You will learn in Section 10.3 that each function will have an area on the stack for its own use. The function needs a reference point to that area, which is an address stored in the Frame Pointer register. The previous instruction saved the calling function's frame pointer on the stack, and this instruction,
add fp, sp, 0 @ establish our frame pointer
establishes a frame pointer for this function. Yes, mov fp,sp
would produce exactly the same results, but most meaningful functions will save other items on the stack, and the frame pointer needs to be set accordingly. Again, you will see how this works in Section 10.3.
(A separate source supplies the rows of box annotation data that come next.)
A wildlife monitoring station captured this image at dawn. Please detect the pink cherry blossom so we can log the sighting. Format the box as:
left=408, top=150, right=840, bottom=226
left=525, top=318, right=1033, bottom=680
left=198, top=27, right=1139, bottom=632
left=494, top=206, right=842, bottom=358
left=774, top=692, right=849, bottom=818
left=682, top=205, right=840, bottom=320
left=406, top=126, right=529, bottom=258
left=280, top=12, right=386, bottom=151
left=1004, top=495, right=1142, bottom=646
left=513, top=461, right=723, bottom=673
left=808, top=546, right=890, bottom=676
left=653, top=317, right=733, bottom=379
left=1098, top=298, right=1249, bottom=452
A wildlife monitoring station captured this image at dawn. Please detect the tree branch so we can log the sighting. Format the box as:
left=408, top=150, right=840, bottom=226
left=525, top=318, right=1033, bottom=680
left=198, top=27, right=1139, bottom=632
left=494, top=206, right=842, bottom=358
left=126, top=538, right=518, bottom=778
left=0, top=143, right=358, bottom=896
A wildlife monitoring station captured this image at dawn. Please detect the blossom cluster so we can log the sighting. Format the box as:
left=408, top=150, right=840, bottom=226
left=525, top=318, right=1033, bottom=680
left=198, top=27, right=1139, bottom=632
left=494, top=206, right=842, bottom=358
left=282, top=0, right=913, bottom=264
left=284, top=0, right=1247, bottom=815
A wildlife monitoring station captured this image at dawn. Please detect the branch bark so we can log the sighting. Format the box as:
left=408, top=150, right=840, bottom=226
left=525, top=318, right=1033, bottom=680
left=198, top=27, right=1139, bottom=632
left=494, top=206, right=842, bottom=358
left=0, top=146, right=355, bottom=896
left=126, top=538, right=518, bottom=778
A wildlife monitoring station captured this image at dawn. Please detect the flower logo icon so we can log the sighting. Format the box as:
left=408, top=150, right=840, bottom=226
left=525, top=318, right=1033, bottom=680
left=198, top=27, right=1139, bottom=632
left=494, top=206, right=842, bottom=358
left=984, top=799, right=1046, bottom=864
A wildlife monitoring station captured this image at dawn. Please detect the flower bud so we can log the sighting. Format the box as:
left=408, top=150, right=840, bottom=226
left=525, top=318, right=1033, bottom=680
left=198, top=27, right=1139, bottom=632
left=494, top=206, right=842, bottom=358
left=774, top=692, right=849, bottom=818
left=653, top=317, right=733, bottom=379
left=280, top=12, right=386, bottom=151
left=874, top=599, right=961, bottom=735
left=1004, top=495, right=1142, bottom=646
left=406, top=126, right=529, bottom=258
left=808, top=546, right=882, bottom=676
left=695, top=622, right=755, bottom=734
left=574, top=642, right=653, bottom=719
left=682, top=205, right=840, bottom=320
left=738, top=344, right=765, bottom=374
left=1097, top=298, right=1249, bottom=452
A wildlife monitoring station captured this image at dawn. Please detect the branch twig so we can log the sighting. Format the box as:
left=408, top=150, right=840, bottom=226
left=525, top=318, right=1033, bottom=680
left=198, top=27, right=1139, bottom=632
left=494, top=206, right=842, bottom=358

This function returns \(0\) to the calling function (which is in the operating system), and it uses a register, r3
, as a local variable to hold this value:
mov r3, 0 @ return 0;
The operating system requires that a return value be in register r0
, so the program moves it there:
mov r0, r3 @ return values go in r0
As you will learn in Section 10.2, it is essential to clean up any use of the stack before returning to the calling function. Recall that the program created a frame pointer relative to the stack pointer when the function first started. It needs to move the stack pointer back to where it was when the function first began:
sub sp, fp, 0 @ restore stack pointer
The next clean up operation is to restore the frame pointer to the one being used by the calling function:
ldr fp, [sp], 4 @ restore caller's frame pointer
Look carefully at the instruction at the beginning of the function that saved the calling function's frame pointer:
str fp, [sp, -4]! @ save caller frame pointer
When you compare it with the one that restores it, you can see that saving it pre-decrements the stack pointer before saving it, and restoring the frame pointer is done by retrieving the address and then post-incrementing the stack pointer. I think of these two operations as being a little like parentheses that surround a term in an algebraic equation.
Now that the stack has been cleaned up, the function returns to the calling function. The instruction that called this one placed the return address in the link register, lr
. So all this function needs to do is to branch to the address in the lr
register:
bx lr @ back to caller
You will learn how this works in Chapter 13.